The beef business is back into full swing following the Tyson fire at Holcomb, Kan. Following the fire, fed prices plunged and for 12 consecutive weeks the market was lower on a year-over-year basis.
That’s seemingly all in the rearview mirror now—especially with the plant reopening in early December. Nevertheless, even without Holcomb being operational, since the start of November the fed market has reversed that trend; compared with 2018, feedyards gathered better money through the month.
Fed trade started November at $114-$115 per cwt; a $4 jump from mid-October. The feeding sector held firm and then managed even better prices every week that followed. November closed business at mostly $118-$119 (Figure 1). Better yet, every week of November saw the fed market surpassing last year’s pace—and December opened on the same track, not to mention marking a huge production week.
Beef business resiliency
It’ll take some time for the Holcomb plant to get back to full speed. However, there should increasingly be some sense of business-as-usual along the way. And amidst all the rancor about the plant fire and subsequent uproar about conspiracy and collusion, it’s important to note that the business has been amazingly resilient.

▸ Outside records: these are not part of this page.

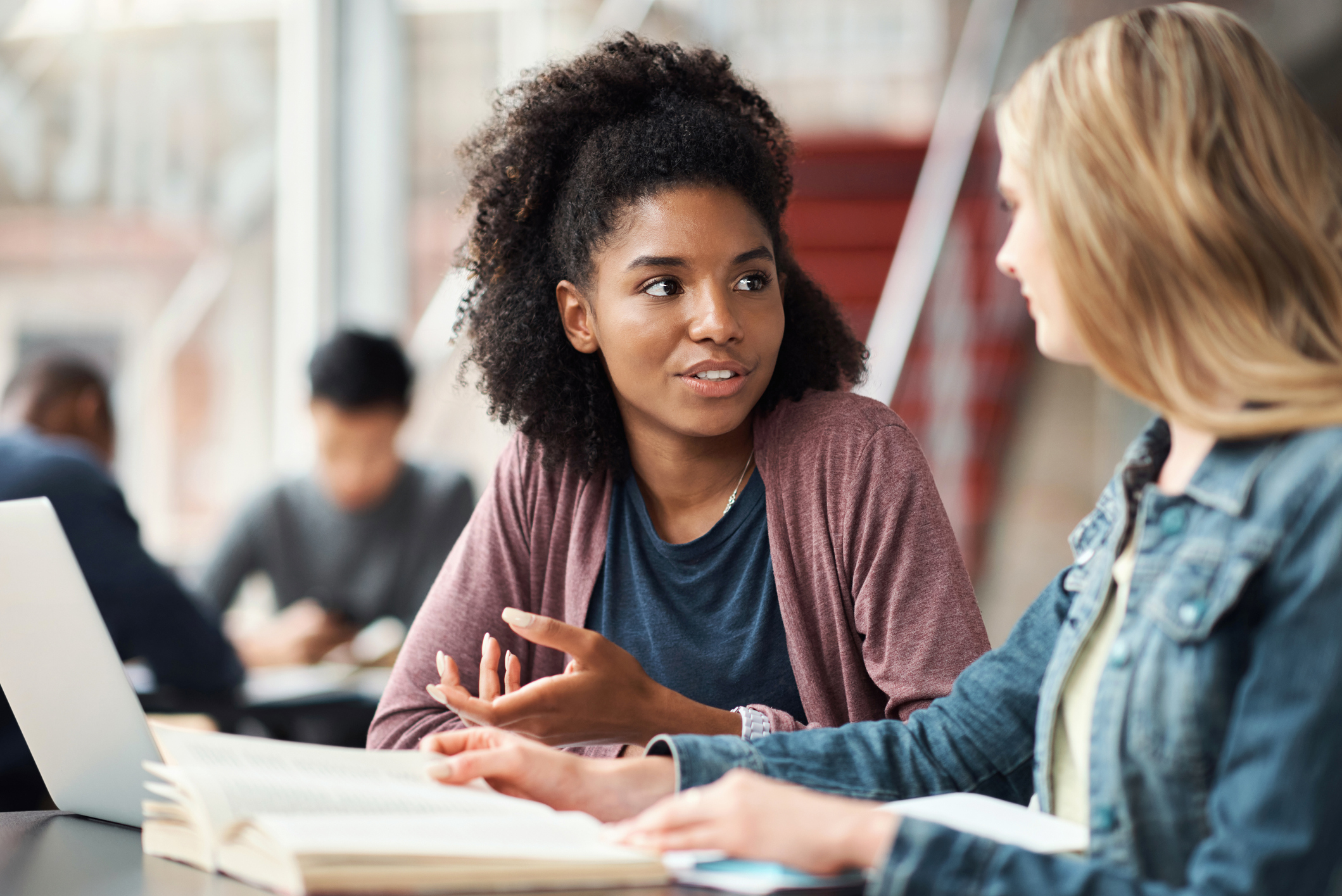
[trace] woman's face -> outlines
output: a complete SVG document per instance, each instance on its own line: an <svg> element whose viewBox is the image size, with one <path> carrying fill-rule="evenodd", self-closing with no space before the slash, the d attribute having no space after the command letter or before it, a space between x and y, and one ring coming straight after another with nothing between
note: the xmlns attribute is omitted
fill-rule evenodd
<svg viewBox="0 0 1342 896"><path fill-rule="evenodd" d="M1011 231L997 252L997 268L1020 282L1020 294L1025 296L1029 317L1035 318L1035 345L1045 358L1088 365L1090 355L1063 300L1063 286L1048 252L1033 190L1025 172L1005 154L997 189L1011 208Z"/></svg>
<svg viewBox="0 0 1342 896"><path fill-rule="evenodd" d="M631 207L556 290L578 351L600 351L631 439L721 436L754 408L782 342L773 240L737 193L680 186Z"/></svg>

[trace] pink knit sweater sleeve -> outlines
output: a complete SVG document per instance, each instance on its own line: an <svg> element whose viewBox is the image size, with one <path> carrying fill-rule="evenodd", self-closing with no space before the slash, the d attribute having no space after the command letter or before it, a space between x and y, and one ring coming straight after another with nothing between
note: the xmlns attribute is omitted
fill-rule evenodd
<svg viewBox="0 0 1342 896"><path fill-rule="evenodd" d="M903 425L879 429L849 494L854 622L886 716L907 719L950 693L989 649L969 571L931 471Z"/></svg>
<svg viewBox="0 0 1342 896"><path fill-rule="evenodd" d="M427 734L462 727L424 691L439 680L439 651L456 660L472 693L486 632L522 659L526 680L562 671L561 655L517 638L499 618L506 606L541 612L530 575L530 467L514 439L411 625L368 731L370 748L413 748Z"/></svg>
<svg viewBox="0 0 1342 896"><path fill-rule="evenodd" d="M907 719L988 651L973 586L922 449L851 393L780 405L756 435L769 546L807 726Z"/></svg>

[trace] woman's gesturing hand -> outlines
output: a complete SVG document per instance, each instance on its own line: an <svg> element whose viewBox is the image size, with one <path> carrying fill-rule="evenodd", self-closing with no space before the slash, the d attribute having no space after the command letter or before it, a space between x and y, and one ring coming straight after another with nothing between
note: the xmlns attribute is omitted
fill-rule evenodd
<svg viewBox="0 0 1342 896"><path fill-rule="evenodd" d="M628 818L675 791L675 767L668 757L589 759L498 728L431 734L420 740L420 750L447 757L428 767L428 774L443 783L484 778L509 797L576 809L601 821Z"/></svg>
<svg viewBox="0 0 1342 896"><path fill-rule="evenodd" d="M501 685L499 645L486 636L479 696L471 696L456 663L440 655L442 681L428 685L428 693L468 726L505 728L552 746L646 744L658 734L741 734L737 714L662 687L627 651L597 632L513 608L503 610L503 620L533 644L562 651L573 660L561 675L522 685L521 665L509 655Z"/></svg>
<svg viewBox="0 0 1342 896"><path fill-rule="evenodd" d="M722 849L734 858L777 861L812 875L874 868L890 850L899 817L735 769L691 787L616 828L643 849Z"/></svg>

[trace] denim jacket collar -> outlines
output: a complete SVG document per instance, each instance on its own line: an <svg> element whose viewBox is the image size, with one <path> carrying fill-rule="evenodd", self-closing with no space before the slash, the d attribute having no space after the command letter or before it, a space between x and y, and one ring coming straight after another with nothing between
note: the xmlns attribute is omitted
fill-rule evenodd
<svg viewBox="0 0 1342 896"><path fill-rule="evenodd" d="M1231 516L1244 514L1249 492L1263 468L1280 448L1282 437L1220 440L1198 465L1185 494L1200 504ZM1266 448L1266 449L1264 449ZM1121 464L1125 484L1139 487L1146 471L1159 469L1170 451L1170 429L1164 417L1151 420L1137 440L1129 445Z"/></svg>

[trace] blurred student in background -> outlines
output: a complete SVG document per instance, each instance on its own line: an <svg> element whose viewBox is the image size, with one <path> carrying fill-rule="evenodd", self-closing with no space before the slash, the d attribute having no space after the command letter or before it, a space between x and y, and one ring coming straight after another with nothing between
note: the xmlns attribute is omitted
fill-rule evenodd
<svg viewBox="0 0 1342 896"><path fill-rule="evenodd" d="M309 376L317 468L254 500L201 583L223 610L270 577L282 613L235 636L248 667L315 663L382 617L408 626L475 503L464 475L397 452L413 377L395 339L337 333Z"/></svg>
<svg viewBox="0 0 1342 896"><path fill-rule="evenodd" d="M1244 23L1202 4L1064 40L997 126L997 263L1040 351L1161 414L1007 644L907 724L676 736L654 746L674 759L605 766L439 734L442 778L605 818L688 789L625 840L870 869L868 896L1339 892L1342 154ZM1087 854L870 802L947 791L1033 794L1088 829Z"/></svg>
<svg viewBox="0 0 1342 896"><path fill-rule="evenodd" d="M64 355L27 365L4 392L0 427L0 500L51 500L121 657L144 659L161 691L227 696L243 679L234 649L145 553L107 473L115 425L98 369ZM35 809L44 794L0 695L0 810Z"/></svg>

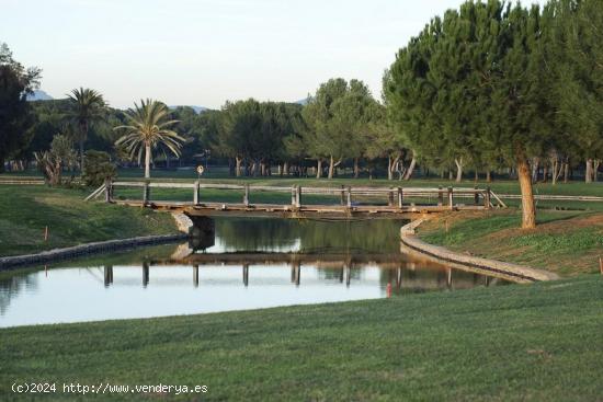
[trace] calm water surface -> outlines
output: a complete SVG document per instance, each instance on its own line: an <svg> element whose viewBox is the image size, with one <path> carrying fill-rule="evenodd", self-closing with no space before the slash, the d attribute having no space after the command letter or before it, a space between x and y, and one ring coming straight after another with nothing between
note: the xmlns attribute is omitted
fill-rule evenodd
<svg viewBox="0 0 603 402"><path fill-rule="evenodd" d="M504 284L412 260L402 221L220 218L174 244L0 274L0 326L399 297Z"/></svg>

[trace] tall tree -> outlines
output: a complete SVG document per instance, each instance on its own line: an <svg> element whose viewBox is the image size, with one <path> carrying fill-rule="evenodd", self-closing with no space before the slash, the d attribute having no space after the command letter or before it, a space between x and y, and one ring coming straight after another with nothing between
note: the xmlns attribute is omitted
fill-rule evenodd
<svg viewBox="0 0 603 402"><path fill-rule="evenodd" d="M8 45L0 43L0 172L8 157L30 143L35 120L26 96L39 84L41 72L24 68L12 58Z"/></svg>
<svg viewBox="0 0 603 402"><path fill-rule="evenodd" d="M83 145L88 139L90 125L101 119L105 112L106 104L98 91L89 88L79 88L68 94L71 107L69 116L77 127L77 141L80 147L80 166L83 166Z"/></svg>
<svg viewBox="0 0 603 402"><path fill-rule="evenodd" d="M558 127L584 164L584 180L596 180L603 160L603 8L599 0L551 0L546 7L551 39L546 53Z"/></svg>
<svg viewBox="0 0 603 402"><path fill-rule="evenodd" d="M359 80L349 83L331 79L322 83L303 110L306 122L304 135L310 157L317 160L317 177L322 174L322 162L329 161L329 179L344 158L361 152L357 143L367 130L374 99L368 88Z"/></svg>
<svg viewBox="0 0 603 402"><path fill-rule="evenodd" d="M126 147L130 158L137 157L138 163L145 153L145 179L150 177L150 162L152 150L159 146L166 147L174 156L180 156L180 148L184 138L171 128L178 120L169 119L170 111L162 102L147 99L140 100L140 105L127 112L127 125L117 126L115 130L125 134L115 141L116 146Z"/></svg>
<svg viewBox="0 0 603 402"><path fill-rule="evenodd" d="M468 1L400 50L384 91L422 156L515 164L526 229L536 226L530 159L557 135L544 129L542 51L538 7Z"/></svg>

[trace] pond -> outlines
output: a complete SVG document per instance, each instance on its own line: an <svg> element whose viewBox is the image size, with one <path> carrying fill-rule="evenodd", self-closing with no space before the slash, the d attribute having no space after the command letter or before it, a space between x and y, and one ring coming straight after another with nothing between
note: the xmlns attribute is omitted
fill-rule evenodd
<svg viewBox="0 0 603 402"><path fill-rule="evenodd" d="M400 252L397 220L215 219L215 237L0 274L0 326L400 297L505 282Z"/></svg>

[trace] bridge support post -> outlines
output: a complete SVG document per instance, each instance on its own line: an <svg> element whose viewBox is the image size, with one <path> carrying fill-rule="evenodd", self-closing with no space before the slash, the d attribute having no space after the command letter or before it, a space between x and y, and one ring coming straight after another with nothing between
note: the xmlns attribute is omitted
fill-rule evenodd
<svg viewBox="0 0 603 402"><path fill-rule="evenodd" d="M249 264L243 264L243 285L249 285Z"/></svg>
<svg viewBox="0 0 603 402"><path fill-rule="evenodd" d="M346 192L346 200L345 200L345 205L348 206L348 208L352 208L352 187L348 187L348 192Z"/></svg>
<svg viewBox="0 0 603 402"><path fill-rule="evenodd" d="M394 206L394 187L389 187L389 193L387 193L387 206Z"/></svg>
<svg viewBox="0 0 603 402"><path fill-rule="evenodd" d="M193 204L194 205L201 204L201 183L198 180L195 182L195 185L194 185Z"/></svg>
<svg viewBox="0 0 603 402"><path fill-rule="evenodd" d="M143 186L143 206L147 206L150 203L150 183L145 182Z"/></svg>
<svg viewBox="0 0 603 402"><path fill-rule="evenodd" d="M294 261L291 264L291 282L295 283L295 286L299 286L302 277L302 263L299 261Z"/></svg>
<svg viewBox="0 0 603 402"><path fill-rule="evenodd" d="M193 265L193 285L198 287L198 265Z"/></svg>
<svg viewBox="0 0 603 402"><path fill-rule="evenodd" d="M147 262L144 262L143 263L143 286L144 287L147 287L147 285L149 284L149 263Z"/></svg>
<svg viewBox="0 0 603 402"><path fill-rule="evenodd" d="M109 285L113 284L113 265L105 265L104 266L104 287L109 287Z"/></svg>
<svg viewBox="0 0 603 402"><path fill-rule="evenodd" d="M205 250L215 244L215 222L214 219L205 216L186 216L193 221L193 226L189 229L191 237L189 243L193 250Z"/></svg>
<svg viewBox="0 0 603 402"><path fill-rule="evenodd" d="M243 205L249 207L249 184L244 185Z"/></svg>
<svg viewBox="0 0 603 402"><path fill-rule="evenodd" d="M302 208L302 186L295 187L295 207Z"/></svg>
<svg viewBox="0 0 603 402"><path fill-rule="evenodd" d="M111 203L113 199L113 182L111 179L105 179L104 181L104 200L105 203Z"/></svg>

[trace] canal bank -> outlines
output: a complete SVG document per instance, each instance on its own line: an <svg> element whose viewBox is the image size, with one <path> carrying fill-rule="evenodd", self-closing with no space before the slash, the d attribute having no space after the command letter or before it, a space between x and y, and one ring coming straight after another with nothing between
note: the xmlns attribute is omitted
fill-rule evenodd
<svg viewBox="0 0 603 402"><path fill-rule="evenodd" d="M559 279L559 275L544 269L455 253L445 248L429 244L417 237L417 228L423 222L424 219L418 219L400 229L402 252L426 256L441 264L452 264L456 269L494 275L516 283Z"/></svg>

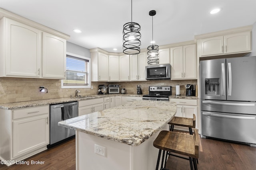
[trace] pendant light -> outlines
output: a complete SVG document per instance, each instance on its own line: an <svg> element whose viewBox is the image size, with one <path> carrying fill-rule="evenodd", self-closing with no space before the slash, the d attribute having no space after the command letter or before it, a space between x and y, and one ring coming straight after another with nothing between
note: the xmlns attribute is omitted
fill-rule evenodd
<svg viewBox="0 0 256 170"><path fill-rule="evenodd" d="M149 15L152 16L152 45L148 47L148 64L159 64L159 49L157 45L153 45L153 16L156 14L154 10L149 12Z"/></svg>
<svg viewBox="0 0 256 170"><path fill-rule="evenodd" d="M126 54L137 54L140 52L141 45L140 39L140 25L132 22L132 21L124 25L123 30L123 53Z"/></svg>

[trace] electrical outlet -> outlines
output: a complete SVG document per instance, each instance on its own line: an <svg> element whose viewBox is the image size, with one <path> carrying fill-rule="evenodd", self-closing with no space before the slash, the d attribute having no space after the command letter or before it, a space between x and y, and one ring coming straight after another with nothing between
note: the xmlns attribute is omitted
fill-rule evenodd
<svg viewBox="0 0 256 170"><path fill-rule="evenodd" d="M106 157L106 148L105 147L95 144L94 152L96 154Z"/></svg>

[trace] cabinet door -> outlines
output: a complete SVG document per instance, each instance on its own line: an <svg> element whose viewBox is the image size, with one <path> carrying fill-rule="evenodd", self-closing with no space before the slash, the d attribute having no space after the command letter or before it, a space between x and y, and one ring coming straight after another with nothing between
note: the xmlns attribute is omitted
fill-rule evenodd
<svg viewBox="0 0 256 170"><path fill-rule="evenodd" d="M122 105L122 96L115 97L115 106L118 106Z"/></svg>
<svg viewBox="0 0 256 170"><path fill-rule="evenodd" d="M146 52L140 53L138 54L138 80L146 80L146 66L147 61Z"/></svg>
<svg viewBox="0 0 256 170"><path fill-rule="evenodd" d="M65 78L66 48L66 39L43 33L43 77Z"/></svg>
<svg viewBox="0 0 256 170"><path fill-rule="evenodd" d="M171 48L171 78L181 79L184 78L183 46Z"/></svg>
<svg viewBox="0 0 256 170"><path fill-rule="evenodd" d="M250 51L251 32L246 31L224 36L224 53Z"/></svg>
<svg viewBox="0 0 256 170"><path fill-rule="evenodd" d="M115 55L108 56L109 80L119 81L119 57Z"/></svg>
<svg viewBox="0 0 256 170"><path fill-rule="evenodd" d="M182 106L177 105L177 111L176 114L175 114L175 116L182 117L183 117L183 108Z"/></svg>
<svg viewBox="0 0 256 170"><path fill-rule="evenodd" d="M12 158L49 144L48 114L14 121Z"/></svg>
<svg viewBox="0 0 256 170"><path fill-rule="evenodd" d="M8 18L4 19L6 31L5 74L40 77L41 31Z"/></svg>
<svg viewBox="0 0 256 170"><path fill-rule="evenodd" d="M104 109L104 105L103 103L94 104L92 106L92 112L101 111Z"/></svg>
<svg viewBox="0 0 256 170"><path fill-rule="evenodd" d="M129 81L130 57L129 55L122 55L120 57L119 60L120 81Z"/></svg>
<svg viewBox="0 0 256 170"><path fill-rule="evenodd" d="M196 78L196 45L183 46L183 78Z"/></svg>
<svg viewBox="0 0 256 170"><path fill-rule="evenodd" d="M99 81L108 80L108 56L98 53L98 72Z"/></svg>
<svg viewBox="0 0 256 170"><path fill-rule="evenodd" d="M170 64L170 49L159 50L159 64Z"/></svg>
<svg viewBox="0 0 256 170"><path fill-rule="evenodd" d="M130 65L131 80L138 80L138 55L130 55Z"/></svg>
<svg viewBox="0 0 256 170"><path fill-rule="evenodd" d="M110 97L110 107L115 107L115 97L114 96Z"/></svg>
<svg viewBox="0 0 256 170"><path fill-rule="evenodd" d="M223 53L223 36L212 37L201 40L201 55Z"/></svg>
<svg viewBox="0 0 256 170"><path fill-rule="evenodd" d="M92 106L82 106L78 108L78 116L87 115L92 113Z"/></svg>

Consider that through November, weekly beef production in 2019 has averaged 510.5 million pounds versus 508.1 million pounds in 2018. At the same time, thus far in 2019, the fed market has averaged $116.63 per cwt, just nosing out the 2018 average through November. Considering the disruption, those year-over-year comparisons could/should have been sharply negative.
But they weren’t. It’s also important to point out the cutout is much stronger versus last year, and that’s helped pull cattle prices along. Undoubtedly, some will argue fed prices should be even stronger because of better wholesale prices.
However, the live-to-cutout spread prior to the fire was basically on par with year-ago levels. It’s just been since the fire that the measure really widened. But more importantly, in line with getting some normalcy back to the market, packer gross margins have moderated in recent weeks (Figure 2).
Beef quality rules the market
Besides the impact of the fire, the biggest news during the past several months revolves around quality premiums or depending on your perspective, the commodity discount. While the Choice-Select spread has moderated some in recent weeks, the 13-week moving average still remains around $25!
For some perspective, the industry has produced less Choice beef during the past four months versus 2018 – the difference being 116 million pounds or roughly 2% on a comparative basis.
Meanwhile, the Choice-Select spread has skyrocketed and running roughly double year-ago levels. The disparity draws attention to the importance and impact on the demand side. As noted last month, “That trend highlights the importance of beef quality to the industry.”
Meanwhile, the premium for Prime beef has also risen to record levels, surpassing $75 per cwt in recent months. That’s equivalent to nearly $650 for an 850-pound carcass. Simultaneously, the widening gap between middle meats and end meats is showing no sign of old age (Figure 3).
All that said, the importance of beef demand can’t be understated given the market shock. It’s the foundation for the beef industry’s resilience during the past several months. Moreover, based on recent economic news, it would seem consumers will remain active purchasers of beef.
To that end, when giving presentations, there are several slides I use on a regular basis. One of my favorites is titled: A Matter of Perspective.
The bullet points subsequently explain that just asking, “What’s the market going to be?” reflects more of a commodity, one-size-fits-all mindset. That is, it relegates business to doing what we’ve always done. Conversely, the better question is, “What’s the business environment telling us?”
As noted above, the business environment is sending some very distinct signals. Quality and consistency matter to a greater degree than ever before. The especially interesting aspect about 2019, though, being quality premiums (or commodity discounts) surged somewhat unexpectedly. No one could have anticipated the dollar differences being so large and so extended.
That’s an important event. It’s impossible to foresee exactly when, or to what magnitude, the market will price in that difference.
The key take-away being to position yourself to take advantage of it when it occurs. That speaks to the importance of knowing how your cattle perform and ensuring you’re selling accordingly. The same principle holds true for other important consumer-oriented attributes (e.g. source and age verification) – one never knows when the value difference will surge.
So, if 2019 has taught us anything, it’s reinforces the importance of risk management on both sides of the equation: danger AND opportunity. From a downside perspective (i.e. danger), risk management is critical because it’s impossible to anticipate black swan events—plant fires, international trade disruption, whatever it might be.
Conversely, from an upside perspective (i.e. opportunity), producing the right cattle with the right attributes and marketing them in the right venues is critical to taking advantage of securing extra revenue.
In both cases—danger and opportunity—being prepared is fundamental to being successful. With that in mind, going into 2020, several key questions are important for the success of your operation, including:
- What are you measuring?
- How are you adjusting?
- Are you connecting the dots correctly?
- Where are new opportunities?
- How will you construct and manage your business to prepare for what lies ahead?
As always, producers are encouraged to remain informed, obtain objective information and avoid emotion in their respective decision-making process to ensure success along the way.